The Revolving Door of British Politics

The revolving door of British politics is often dismissed, brushed under the rug or ignored due to its unreachable and masked nature – there are no laws against health ministers working for private health firms who directly benefit from its privatisation, but it doesn’t feel very democratic. But hey, it all makes sure our “Parliament is enhanced”, as George Osborne describes it. The revolving door analogy refers to the movement of personnel from legislative and regulatory bodies directly into the industries that are affected by that very legislation and regulation and vice versa. Remember George’s Osborne budget back in 2013 that was splashed all over headlines in papers like the Evening Standard?

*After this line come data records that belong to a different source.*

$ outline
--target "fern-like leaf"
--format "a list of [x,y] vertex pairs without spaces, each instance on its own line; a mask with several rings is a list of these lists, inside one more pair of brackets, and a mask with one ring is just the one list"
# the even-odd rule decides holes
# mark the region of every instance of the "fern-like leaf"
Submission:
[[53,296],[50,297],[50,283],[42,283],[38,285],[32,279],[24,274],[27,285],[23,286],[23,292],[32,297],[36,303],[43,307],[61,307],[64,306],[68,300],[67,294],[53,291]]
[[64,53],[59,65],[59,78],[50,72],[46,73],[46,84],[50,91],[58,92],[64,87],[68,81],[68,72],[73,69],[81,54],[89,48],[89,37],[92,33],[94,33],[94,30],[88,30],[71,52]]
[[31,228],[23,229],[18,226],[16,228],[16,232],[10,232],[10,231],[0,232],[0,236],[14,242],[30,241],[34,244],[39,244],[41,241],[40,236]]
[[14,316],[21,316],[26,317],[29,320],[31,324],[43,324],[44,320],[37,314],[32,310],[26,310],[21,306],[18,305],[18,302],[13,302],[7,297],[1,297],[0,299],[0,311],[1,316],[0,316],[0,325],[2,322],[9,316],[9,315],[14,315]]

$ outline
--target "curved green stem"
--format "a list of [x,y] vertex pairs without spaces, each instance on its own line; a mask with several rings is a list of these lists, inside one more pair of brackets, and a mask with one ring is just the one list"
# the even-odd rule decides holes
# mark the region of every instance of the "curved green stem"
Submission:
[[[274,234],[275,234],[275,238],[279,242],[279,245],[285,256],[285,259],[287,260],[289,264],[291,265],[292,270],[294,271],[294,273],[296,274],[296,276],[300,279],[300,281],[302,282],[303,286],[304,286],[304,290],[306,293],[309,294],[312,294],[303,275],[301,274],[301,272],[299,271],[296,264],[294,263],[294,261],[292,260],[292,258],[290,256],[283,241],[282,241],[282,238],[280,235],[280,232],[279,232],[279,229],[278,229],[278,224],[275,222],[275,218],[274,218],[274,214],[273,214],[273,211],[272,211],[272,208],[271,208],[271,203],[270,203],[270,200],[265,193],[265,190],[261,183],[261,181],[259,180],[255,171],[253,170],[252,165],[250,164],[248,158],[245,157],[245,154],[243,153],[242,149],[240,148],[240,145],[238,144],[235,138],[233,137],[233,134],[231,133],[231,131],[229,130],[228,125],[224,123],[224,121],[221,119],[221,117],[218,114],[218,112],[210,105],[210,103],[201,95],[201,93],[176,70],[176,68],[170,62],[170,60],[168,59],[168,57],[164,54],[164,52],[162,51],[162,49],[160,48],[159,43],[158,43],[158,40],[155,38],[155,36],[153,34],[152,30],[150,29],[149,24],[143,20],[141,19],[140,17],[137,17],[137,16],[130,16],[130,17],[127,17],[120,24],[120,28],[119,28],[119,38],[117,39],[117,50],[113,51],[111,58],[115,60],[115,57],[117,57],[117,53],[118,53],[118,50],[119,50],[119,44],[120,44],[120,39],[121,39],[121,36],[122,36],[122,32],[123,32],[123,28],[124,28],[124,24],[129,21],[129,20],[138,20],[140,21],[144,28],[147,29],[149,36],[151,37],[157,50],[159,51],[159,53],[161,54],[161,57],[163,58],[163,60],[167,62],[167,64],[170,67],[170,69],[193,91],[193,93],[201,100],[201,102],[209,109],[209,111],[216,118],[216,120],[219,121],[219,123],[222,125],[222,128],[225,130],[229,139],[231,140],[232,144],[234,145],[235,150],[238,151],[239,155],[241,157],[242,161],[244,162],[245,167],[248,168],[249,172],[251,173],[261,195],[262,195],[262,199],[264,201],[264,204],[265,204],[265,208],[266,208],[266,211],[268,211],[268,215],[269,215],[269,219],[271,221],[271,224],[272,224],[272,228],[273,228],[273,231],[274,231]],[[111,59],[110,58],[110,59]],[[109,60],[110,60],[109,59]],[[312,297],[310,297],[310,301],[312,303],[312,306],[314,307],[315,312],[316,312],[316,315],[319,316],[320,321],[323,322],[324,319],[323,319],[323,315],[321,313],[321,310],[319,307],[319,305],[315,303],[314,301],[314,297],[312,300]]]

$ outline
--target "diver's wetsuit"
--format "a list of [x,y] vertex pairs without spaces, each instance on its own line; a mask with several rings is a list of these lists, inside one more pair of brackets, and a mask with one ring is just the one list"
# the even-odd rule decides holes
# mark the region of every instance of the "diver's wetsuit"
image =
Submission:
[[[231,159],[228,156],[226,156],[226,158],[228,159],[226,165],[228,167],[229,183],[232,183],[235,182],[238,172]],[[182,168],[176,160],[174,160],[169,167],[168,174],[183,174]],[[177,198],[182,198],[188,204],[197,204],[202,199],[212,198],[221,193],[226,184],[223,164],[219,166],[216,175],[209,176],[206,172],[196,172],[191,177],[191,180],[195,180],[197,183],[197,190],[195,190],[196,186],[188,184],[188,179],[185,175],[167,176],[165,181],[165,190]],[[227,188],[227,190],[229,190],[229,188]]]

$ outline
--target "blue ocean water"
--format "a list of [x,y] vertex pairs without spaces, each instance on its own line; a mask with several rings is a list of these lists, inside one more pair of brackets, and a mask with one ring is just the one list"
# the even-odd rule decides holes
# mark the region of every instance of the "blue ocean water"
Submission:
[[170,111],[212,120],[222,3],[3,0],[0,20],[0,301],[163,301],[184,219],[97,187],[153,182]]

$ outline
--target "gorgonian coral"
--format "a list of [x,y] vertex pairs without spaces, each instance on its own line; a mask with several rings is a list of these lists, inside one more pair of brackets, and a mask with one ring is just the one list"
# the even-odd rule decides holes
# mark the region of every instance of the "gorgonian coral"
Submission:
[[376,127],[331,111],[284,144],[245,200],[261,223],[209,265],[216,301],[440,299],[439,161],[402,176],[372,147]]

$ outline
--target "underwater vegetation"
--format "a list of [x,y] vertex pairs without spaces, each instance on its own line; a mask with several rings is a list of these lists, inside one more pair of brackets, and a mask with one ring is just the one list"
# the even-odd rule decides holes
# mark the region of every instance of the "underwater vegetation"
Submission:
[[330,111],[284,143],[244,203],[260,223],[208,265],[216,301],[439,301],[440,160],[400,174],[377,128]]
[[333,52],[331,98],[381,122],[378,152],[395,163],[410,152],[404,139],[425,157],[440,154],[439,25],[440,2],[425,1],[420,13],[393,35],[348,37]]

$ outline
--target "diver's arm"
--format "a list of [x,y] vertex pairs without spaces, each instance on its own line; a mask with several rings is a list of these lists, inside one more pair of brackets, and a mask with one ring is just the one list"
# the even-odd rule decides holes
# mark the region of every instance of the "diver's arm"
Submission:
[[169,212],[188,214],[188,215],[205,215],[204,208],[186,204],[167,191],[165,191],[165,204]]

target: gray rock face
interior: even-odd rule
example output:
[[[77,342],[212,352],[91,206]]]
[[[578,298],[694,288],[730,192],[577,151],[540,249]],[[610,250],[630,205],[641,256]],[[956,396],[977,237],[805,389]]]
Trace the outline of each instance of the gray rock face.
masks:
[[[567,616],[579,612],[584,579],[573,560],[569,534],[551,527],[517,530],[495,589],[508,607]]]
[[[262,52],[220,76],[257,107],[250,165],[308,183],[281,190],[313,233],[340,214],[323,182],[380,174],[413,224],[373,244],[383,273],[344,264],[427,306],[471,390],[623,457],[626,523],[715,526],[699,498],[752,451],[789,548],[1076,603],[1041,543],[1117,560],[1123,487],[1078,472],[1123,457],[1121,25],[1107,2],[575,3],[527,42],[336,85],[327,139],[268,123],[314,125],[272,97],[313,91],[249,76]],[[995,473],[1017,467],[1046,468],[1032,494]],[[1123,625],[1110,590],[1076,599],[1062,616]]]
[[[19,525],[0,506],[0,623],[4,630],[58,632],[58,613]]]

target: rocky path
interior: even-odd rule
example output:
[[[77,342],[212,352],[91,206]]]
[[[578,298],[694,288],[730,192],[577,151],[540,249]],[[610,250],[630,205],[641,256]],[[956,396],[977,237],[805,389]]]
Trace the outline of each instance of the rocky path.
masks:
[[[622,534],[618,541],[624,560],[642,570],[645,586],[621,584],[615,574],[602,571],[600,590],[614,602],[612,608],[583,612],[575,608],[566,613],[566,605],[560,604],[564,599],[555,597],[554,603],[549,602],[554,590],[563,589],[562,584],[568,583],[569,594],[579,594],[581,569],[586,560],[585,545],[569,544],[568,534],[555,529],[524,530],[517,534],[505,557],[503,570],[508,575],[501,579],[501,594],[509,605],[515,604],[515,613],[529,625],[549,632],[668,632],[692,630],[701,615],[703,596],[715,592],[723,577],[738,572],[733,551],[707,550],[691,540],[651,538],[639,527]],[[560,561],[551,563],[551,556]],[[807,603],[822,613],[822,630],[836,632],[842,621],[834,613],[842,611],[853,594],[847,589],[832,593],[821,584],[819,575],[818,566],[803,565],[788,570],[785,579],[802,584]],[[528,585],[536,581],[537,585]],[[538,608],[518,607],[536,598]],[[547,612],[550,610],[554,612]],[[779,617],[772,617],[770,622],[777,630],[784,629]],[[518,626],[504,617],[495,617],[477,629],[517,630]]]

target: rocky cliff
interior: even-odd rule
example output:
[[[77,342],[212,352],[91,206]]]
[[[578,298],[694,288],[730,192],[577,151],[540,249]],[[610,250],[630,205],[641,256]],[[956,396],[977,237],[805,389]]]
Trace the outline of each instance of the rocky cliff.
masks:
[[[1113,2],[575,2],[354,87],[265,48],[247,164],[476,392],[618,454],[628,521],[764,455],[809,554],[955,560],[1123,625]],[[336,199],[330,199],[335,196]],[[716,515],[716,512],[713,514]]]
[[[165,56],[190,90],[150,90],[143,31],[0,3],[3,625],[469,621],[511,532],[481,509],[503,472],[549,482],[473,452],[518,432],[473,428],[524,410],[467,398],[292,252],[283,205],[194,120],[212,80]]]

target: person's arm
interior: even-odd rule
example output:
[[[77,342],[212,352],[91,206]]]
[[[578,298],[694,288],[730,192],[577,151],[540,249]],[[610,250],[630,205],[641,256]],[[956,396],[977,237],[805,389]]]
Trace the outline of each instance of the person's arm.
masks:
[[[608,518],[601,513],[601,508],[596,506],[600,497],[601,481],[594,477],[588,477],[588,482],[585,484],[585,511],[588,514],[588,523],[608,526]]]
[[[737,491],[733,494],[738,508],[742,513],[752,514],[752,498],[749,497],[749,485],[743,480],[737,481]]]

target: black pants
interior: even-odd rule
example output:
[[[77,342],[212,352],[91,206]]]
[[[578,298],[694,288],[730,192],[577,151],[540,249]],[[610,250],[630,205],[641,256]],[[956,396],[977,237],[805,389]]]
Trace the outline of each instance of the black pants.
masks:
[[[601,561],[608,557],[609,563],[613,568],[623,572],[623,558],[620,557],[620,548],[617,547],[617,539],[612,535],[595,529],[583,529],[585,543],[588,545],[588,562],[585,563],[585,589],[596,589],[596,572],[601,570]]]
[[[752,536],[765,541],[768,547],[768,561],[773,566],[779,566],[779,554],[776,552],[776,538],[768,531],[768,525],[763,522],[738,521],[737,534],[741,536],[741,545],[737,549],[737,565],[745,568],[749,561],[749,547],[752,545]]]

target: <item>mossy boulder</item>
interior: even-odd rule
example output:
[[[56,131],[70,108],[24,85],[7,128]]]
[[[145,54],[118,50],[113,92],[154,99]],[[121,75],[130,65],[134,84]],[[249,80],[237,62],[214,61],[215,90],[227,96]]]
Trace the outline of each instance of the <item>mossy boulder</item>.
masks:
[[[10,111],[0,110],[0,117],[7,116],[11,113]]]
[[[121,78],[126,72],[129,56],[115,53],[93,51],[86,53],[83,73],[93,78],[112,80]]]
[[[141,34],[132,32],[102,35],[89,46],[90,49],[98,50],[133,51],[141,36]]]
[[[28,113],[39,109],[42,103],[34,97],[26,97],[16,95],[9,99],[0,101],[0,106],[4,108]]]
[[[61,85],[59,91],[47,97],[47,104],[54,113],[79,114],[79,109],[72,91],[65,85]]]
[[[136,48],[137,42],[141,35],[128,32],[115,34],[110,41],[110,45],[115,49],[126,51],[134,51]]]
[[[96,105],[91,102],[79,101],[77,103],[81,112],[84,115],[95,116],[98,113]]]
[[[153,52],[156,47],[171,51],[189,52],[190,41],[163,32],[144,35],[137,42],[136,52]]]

From now on George Osborne will be writing those very headlines as he takes up his new job: chief editor of the Evening Standard. George Osborne has received huge amounts of scrutiny over his new second job but I really don’t see why… as his job title satirically mirrors, it really is standard for members of Parliament to take up second jobs by which they can facilitate their vested interests. It is commonplace to see people who used to be journalists ruling the county, and people who used to rule the country becoming journalists – Boris Johnson and Michael Gove both have their humble beginnings in journalism to thank for their positions. Public office gives ministers many advantages: power over policy, access to the inner workings of government, influence and connections. As I mentioned earlier, it goes almost unquestioned for health ministers to take up jobs in private health companies or defence ministers to work in arms firms – and remember the sugar tax proposal that was so rigidly opposed by many Tories? Their Tory drinks party was sponsored, and attended by, the British Soft Drinks Association - (who are desperate to keep their tax rates low) – during the discussions over the sugar tax! That feels a bit more sinister. 

The blurred distinction between the media and British political power has been increasing for decades, but having a serving member of government writing headlines about that very government in one of the most influential papers in England feels even more Machiavellian than usual. I dread to think what Osborne’s new power will manifest itself as during the next general election, especially following the power of the media in the 2015 election – where Ed Milliband’s bacon sandwich was actually deemed influential enough for a front page on The Sun. Corporate interests have become entrenched in the UK political process, big business is colonising British politics.


We will have to wait and see what George Osborne does with his new position. At least members of Parliament aren’t even trying to hide it anymore – British politics is becoming an elitist free-for-all, with a façade of Parliamentary “enhancement”.